Robert Zimmerman reflects on LGBT and Jewish activism

Janelle Clausen
LGBT Network Honoree Robert Zimmerman was presented the award by close friend Joy Behar along with David Kilmnick, LGBT Network Chief Executive Officer, and Linda Armyn, LGBT Network Gala Committee Chair. (Photo courtesy of the LGBT Network)

When Robert Zimmerman, Democratic national committeeman and executive of the Great Neck-based public relations firm Zimmerman/Edelson, earned an award from the LGBT Network for his advocacy, he said he felt truly humbled.

“This award has special meaning to me because the LGBT Network truly does outstanding work throughout Long Island and Queens,” he said.

The recognition came from his consistent advocacy for the LGBT community, be it as a commentator on CNN, Fox, MSNBC and Bloomberg, or defying his own party in favor of equal rights for the LGBT community.

But Zimmerman also sees this as part of a larger fight for social justice by groups like women, minorities and Jews.

“The fight for the LGBT community for civil rights and social justice is a similar fight that we experience for the Jewish community in the United States,” Zimmerman said. “It’s a fight that’s reflected in so many different activist groups on Long Island and throughout our country, in overcoming bigotry, ignorance that leads to fear and hate.”

In his time with the the Long Island Committee for Soviet Jewry, Zimmerman recalled traveling with Steve Israel, who was later a congressman, to the Soviet Union to help Jews and Christians who were not allowed out of Russia because of their faith.
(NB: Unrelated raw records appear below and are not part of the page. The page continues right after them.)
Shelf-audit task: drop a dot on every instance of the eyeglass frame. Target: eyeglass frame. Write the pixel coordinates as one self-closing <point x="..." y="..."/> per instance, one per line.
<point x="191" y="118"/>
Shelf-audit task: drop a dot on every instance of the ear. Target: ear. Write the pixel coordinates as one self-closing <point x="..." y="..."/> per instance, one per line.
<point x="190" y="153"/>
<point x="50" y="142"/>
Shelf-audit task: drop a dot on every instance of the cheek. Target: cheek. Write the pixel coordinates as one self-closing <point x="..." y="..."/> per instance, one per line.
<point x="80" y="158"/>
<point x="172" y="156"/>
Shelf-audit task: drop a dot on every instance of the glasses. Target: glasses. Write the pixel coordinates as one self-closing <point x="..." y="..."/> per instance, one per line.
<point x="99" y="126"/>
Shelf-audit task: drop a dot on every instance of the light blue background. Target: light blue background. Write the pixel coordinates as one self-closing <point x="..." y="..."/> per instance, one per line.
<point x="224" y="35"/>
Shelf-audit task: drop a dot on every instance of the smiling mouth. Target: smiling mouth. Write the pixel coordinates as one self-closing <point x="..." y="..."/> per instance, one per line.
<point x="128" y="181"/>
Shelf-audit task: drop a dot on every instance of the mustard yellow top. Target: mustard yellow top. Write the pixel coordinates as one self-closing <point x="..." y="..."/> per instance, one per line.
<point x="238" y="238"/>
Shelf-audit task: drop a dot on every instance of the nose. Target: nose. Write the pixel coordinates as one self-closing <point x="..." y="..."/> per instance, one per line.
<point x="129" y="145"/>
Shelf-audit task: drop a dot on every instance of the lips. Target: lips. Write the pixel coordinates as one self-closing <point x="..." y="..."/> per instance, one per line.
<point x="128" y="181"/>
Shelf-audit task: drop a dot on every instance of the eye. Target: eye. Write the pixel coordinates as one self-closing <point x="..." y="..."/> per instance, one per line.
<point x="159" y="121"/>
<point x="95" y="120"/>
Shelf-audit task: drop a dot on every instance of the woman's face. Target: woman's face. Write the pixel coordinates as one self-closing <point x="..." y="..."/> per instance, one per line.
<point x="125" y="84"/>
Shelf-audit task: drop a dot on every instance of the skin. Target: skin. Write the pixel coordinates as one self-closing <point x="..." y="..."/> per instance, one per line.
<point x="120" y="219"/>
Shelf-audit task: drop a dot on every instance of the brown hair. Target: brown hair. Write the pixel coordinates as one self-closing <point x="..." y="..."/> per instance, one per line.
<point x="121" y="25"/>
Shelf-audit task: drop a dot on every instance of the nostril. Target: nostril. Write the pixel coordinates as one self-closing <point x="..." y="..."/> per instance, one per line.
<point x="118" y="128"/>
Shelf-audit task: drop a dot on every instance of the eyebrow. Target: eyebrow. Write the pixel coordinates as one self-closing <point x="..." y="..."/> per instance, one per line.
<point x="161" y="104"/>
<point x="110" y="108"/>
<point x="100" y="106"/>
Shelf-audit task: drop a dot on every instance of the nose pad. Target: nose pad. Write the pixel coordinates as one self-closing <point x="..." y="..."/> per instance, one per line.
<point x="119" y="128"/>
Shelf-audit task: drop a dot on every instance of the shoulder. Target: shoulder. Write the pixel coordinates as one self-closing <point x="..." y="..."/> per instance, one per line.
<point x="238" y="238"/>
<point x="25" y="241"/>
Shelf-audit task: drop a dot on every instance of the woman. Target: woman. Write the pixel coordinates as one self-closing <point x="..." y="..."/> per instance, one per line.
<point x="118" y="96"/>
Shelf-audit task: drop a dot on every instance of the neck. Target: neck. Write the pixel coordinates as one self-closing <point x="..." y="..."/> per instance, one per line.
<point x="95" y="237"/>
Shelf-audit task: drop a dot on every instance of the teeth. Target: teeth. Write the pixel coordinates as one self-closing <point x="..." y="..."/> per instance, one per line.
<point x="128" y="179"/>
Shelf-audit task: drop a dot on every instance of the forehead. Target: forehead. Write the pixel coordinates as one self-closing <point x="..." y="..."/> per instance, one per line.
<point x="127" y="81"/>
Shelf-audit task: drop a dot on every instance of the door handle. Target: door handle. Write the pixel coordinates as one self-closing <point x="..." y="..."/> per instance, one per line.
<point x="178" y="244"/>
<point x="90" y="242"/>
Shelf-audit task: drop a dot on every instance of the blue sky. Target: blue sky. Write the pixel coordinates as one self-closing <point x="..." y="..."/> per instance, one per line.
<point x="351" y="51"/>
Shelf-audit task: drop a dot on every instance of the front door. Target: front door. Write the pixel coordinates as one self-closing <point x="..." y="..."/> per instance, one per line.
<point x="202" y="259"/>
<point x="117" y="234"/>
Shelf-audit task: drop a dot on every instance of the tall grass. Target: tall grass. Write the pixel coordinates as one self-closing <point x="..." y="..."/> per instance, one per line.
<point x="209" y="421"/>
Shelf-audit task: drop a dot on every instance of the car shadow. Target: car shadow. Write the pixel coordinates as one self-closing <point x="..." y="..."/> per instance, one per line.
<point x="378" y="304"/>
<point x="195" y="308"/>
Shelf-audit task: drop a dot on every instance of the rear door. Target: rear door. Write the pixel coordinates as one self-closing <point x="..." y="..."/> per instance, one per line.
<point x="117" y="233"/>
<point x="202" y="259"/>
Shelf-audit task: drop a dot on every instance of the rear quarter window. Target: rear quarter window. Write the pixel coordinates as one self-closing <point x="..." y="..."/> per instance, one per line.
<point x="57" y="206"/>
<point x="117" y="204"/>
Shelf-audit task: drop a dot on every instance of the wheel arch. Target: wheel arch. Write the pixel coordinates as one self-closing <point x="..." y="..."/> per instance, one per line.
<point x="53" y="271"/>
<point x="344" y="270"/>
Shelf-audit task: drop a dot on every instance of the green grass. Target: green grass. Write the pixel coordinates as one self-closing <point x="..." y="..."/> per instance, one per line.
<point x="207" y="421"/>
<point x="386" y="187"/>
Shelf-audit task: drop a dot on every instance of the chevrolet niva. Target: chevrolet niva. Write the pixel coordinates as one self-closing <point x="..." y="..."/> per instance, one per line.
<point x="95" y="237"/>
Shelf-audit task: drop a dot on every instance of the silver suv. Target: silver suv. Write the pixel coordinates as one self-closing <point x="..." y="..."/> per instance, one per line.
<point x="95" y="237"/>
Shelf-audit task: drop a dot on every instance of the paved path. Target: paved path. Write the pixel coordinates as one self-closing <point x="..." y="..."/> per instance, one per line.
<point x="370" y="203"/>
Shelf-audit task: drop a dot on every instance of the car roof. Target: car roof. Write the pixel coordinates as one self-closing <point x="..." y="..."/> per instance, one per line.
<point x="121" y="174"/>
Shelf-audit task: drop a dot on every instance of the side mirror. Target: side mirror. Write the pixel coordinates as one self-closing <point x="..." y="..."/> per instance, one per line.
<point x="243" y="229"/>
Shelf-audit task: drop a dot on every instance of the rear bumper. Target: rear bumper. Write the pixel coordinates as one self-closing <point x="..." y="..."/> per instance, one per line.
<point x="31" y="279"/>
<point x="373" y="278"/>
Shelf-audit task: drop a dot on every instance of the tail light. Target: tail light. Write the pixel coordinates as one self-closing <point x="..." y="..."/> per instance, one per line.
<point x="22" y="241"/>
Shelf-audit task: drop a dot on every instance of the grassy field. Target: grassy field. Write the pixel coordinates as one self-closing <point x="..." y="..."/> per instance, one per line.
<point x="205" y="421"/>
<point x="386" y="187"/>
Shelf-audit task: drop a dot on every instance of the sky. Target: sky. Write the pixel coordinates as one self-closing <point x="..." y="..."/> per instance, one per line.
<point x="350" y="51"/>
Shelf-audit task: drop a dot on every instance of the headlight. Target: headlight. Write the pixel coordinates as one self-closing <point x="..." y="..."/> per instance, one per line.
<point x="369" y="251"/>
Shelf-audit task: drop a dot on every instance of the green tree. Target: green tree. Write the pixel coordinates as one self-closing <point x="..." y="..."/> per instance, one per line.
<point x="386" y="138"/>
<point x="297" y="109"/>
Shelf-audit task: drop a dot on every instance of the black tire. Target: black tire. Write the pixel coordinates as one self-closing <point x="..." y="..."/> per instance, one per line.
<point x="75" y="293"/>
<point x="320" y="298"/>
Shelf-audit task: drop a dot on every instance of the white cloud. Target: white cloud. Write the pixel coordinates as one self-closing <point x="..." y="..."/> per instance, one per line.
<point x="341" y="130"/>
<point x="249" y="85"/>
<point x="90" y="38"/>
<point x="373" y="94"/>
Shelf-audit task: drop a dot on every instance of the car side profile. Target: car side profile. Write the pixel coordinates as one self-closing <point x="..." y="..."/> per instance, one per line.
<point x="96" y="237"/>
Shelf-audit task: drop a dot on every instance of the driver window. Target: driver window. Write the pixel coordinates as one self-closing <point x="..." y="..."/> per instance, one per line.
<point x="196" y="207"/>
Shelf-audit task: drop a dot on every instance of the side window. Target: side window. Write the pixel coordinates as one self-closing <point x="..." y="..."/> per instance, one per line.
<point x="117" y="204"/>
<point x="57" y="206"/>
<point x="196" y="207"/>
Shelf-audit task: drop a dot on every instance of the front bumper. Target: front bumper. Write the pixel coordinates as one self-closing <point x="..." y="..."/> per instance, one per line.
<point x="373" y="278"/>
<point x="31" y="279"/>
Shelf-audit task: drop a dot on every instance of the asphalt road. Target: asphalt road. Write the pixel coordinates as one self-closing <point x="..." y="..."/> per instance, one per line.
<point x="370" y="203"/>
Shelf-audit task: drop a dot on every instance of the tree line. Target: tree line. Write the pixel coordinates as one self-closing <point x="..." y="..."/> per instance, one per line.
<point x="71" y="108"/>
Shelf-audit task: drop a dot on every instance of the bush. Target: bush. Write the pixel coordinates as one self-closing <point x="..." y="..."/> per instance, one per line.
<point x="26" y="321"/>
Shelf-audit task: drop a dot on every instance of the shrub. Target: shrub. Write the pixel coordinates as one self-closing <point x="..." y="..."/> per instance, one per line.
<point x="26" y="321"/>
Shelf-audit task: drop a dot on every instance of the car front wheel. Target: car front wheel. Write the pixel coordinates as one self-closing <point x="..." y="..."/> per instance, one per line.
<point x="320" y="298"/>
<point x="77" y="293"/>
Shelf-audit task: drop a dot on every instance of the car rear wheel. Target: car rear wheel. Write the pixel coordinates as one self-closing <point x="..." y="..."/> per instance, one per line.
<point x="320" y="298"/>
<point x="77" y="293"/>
He said they managed to help four or five families escape. But many of those who tried to leave could lose their jobs, find themselves in mental institutions and be ostracized by society.

“Any Jewish family that put their papers through the old Soviet regime to leave Russia, they were made examples of,” Zimmerman said.

Russian President Vladimir Putin’s authoritarian thinking, he added, seems to reflect that time.

Zimmerman also recalled working closely with police in the 1980s while he served with the American Jewish Congress to counter bias crimes and incidents targeting specific communities, like sprawling graffiti targeting Jews, Catholics and African-Americans.

“So the issue of fighting hate crimes, as they were called, wasn’t just isolated to the community,” he said.

“And now we see a dramatic upsurge today,” Zimmerman added. “It’s not just limited to the Jewish community.”

Still, Zimmerman said, there has been considerable progress. He commended Nassau County Police and found that compared with when he was growing up, society has been much more welcoming and accepting toward the LGBT community.

“Civil rights and social justice has always been a defining aspect of my life and growing up in the Great Neck schools was a great motivator to be engaged. But what really motivated me was the harassment that I witnessed growing up,” Zimmerman said.

Zimmerman pointed to widespread acceptance of conversion therapy, which was a “principal reason for suicides in the LGBT community.”

“Fortunately we’ve grown as a society,” Zimmerman said. “We’ve grown as a country.”

Zimmerman also recalled a great degree of confusion and panic regarding the AIDS epidemic in the 1980s.

“It created such a panic in the gay and straight community that I felt it was very important to begin speaking out and taking a stand,” he said.

While Zimmerman said there has been great progress, the fight for social justice and civil rights did not end with marriage equality. He said some of the challenges ahead include job security and the right of adoption for gay couples.

“I have great optimism and confidence that more will be achieved, that the fight for civil rights and social justice for the LGBT community will move forward,” Zimmerman said.

But of course, he said, this is a larger fight that involves all communities.

“If one faces discrimination, we’re all facing discrimination,” he said.